5. Validation, Benchmarking, and Results
PhysFire-WM has been validated in both idealized synthetic and real-wildfire domains:
- The PINN-based solver matches traditional WRF-SFIRE fireline predictions to within 3–5% directed Hausdorff error (synthetic/Isom Creek test cases), and yields speedups of 107 in simulation time (train+predict: 4–10 minutes CPU vs. 1–3 hours for traditional solver) (Bottero et al., 2020).
- The physics-informed world model achieves AUPRC=0.89 (mask, +6.8% vs. best baseline), IoU=0.89, F1=0.94, MSE=0.01, and IR PSNR=23.62 dB, SSIM=0.80, LPIPS=0.09, FVD=0.001 (single-region). Cross-region generalization is strong (AUPRC=0.83, PSNR=23.26) (Zhou et al., 19 Dec 2025).
- Ablations confirm that omitting physics priors degrades mask AUPRC (from 0.85 → 0.82) and PSNR (from 23.00 → 22.76), whereas removing CC-Train yields substantial decreases in both modalities (Zhou et al., 19 Dec 2025).
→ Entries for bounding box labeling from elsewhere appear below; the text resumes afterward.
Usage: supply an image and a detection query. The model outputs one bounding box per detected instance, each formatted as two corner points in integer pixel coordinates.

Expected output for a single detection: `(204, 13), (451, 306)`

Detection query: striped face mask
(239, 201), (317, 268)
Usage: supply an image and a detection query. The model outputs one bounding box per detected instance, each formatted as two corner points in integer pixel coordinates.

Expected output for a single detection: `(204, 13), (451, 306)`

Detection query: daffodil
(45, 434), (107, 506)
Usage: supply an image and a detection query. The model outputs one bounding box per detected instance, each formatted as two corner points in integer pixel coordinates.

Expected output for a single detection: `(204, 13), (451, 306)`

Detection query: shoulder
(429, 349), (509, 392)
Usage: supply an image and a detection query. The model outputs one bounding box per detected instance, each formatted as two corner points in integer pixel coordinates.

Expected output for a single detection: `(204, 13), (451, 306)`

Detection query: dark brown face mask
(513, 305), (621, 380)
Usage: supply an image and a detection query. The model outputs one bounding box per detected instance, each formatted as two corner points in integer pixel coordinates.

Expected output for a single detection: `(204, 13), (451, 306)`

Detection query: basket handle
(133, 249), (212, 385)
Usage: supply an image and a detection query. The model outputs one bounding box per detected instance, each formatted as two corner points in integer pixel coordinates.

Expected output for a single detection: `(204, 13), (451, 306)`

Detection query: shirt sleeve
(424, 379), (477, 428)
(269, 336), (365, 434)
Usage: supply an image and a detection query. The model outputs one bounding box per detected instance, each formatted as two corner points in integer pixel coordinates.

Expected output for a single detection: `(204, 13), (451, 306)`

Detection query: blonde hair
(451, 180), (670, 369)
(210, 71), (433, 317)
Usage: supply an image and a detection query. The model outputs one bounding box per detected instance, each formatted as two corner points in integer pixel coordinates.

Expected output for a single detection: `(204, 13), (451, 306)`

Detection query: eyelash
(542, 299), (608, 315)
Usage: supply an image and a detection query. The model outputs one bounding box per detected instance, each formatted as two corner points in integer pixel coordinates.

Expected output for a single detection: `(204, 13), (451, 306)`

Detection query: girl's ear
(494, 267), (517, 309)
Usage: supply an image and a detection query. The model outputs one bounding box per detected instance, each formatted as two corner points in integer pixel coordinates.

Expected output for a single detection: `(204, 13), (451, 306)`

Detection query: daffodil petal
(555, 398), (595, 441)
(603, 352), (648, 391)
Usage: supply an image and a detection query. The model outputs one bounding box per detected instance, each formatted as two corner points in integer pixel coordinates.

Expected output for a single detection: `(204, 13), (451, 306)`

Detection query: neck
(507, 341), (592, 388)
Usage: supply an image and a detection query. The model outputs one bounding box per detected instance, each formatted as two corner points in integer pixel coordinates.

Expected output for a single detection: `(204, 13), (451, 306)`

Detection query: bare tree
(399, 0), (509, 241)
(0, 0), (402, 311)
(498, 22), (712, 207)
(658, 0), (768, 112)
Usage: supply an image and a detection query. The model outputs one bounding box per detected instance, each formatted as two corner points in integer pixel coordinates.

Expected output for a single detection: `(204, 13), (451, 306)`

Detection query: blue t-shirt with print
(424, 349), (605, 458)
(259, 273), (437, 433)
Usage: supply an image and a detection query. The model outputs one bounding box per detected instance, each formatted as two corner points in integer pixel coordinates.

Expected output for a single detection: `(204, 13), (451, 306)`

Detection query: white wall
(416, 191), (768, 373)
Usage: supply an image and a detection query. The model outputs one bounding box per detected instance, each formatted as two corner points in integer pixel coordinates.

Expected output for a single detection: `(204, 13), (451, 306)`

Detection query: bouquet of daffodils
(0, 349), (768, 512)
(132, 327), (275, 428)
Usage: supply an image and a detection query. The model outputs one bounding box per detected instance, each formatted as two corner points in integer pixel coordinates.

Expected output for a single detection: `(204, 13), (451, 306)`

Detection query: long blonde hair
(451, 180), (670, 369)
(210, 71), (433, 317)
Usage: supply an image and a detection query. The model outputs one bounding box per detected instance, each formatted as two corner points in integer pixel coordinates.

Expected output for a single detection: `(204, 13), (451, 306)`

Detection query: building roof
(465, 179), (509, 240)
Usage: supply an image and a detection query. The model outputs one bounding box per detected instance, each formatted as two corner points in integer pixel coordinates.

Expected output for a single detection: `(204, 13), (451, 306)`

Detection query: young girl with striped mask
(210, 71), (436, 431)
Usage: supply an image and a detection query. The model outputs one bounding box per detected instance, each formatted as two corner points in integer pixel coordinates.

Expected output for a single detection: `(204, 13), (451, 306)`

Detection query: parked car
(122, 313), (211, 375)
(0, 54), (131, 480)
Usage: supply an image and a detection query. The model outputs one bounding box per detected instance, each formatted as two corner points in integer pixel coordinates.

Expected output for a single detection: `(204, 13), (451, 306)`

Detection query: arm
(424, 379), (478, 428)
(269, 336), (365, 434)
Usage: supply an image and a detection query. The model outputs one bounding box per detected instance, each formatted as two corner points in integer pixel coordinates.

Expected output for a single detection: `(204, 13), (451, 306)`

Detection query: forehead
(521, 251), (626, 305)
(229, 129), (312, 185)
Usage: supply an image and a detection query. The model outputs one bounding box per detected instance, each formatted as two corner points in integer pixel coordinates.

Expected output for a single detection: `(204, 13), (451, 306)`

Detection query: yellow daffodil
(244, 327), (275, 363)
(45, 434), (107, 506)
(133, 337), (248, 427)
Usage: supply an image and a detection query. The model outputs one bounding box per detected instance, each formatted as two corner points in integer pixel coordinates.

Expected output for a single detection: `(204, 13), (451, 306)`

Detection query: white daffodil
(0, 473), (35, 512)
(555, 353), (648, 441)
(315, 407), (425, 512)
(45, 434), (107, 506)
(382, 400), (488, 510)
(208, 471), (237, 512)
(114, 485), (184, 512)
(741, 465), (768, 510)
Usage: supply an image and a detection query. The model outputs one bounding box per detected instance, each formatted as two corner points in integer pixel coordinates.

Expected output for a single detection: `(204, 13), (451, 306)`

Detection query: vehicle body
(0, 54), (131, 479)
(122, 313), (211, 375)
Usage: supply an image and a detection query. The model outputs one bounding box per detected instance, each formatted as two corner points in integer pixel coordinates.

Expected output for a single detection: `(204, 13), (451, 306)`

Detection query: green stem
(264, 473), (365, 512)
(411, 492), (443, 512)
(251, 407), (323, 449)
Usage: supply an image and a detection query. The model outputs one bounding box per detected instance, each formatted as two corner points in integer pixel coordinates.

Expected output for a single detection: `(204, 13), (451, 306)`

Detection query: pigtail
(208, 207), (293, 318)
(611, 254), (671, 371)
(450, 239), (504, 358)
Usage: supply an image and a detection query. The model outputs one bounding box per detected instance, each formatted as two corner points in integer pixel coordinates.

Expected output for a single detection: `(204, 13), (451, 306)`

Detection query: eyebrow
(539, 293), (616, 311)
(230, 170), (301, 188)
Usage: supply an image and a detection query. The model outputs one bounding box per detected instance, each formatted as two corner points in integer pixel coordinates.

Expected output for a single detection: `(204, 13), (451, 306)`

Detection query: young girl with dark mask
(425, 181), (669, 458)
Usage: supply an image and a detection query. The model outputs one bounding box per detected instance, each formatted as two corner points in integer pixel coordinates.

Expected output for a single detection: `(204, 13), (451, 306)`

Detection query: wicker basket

- The equilibrium time-lag moisture model, calibrated using Canadian reference parameters, accurately tracks hourly to daily fuel moisture response to both atmospheric drying/wetting and rain events, matching observational curves and supporting smoke emission/advection studies (Kochanski et al., 2012).
6. Limitations and Current Research Trajectories
PhysFire-WM, while demonstrably effective, faces several recognized limitations:
- Full GPU/multithread training for PINNs in NeuralPDE.jl is under development, temporarily limiting scalability for large geographies.
- Fuel maps must currently be smooth representations rather than raw grid matrices (NeuralPDE Issue #177), constraining spatial heterogeneity modeling.
- Stability concerns exist for PINN surrogates on very large domains; further work on domain normalization/scaling is ongoing.
- Efforts are active in 3D coupled Euler-fire PINN, introduction of CNN/RNN layers for handling high-resolution field inputs, and extension of smoke modules beyond passive tracer assumption.
- Planned FEPS-based emission modules for PM2.5/CO2 species, and full chemistry-gas-phase integration, are in development for WRF-Chem compatibility (Kochanski et al., 2012).
7. Applications and Future Prospects
PhysFire-WM underpins continuous-time, physically plausible forecasting for real-time wildfire management and for retrospective reconstruction (forensic analysis) of ignition/spread scenarios (Bottero et al., 2020, Zhou et al., 19 Dec 2025). By fusing the strengths of physics-based simulation, machine-learned surrogates, and multimodal world modeling, it provides actionable predictions of both fire advance and thermal intensity. This unification supports decision-making in containment planning and contributes foundational advances for broader disaster forecasting systems. The explicit encoding of physical laws in generative architectures marks a demonstrable advance in the operational reliability of datacentric, AI-driven simulation pipelines.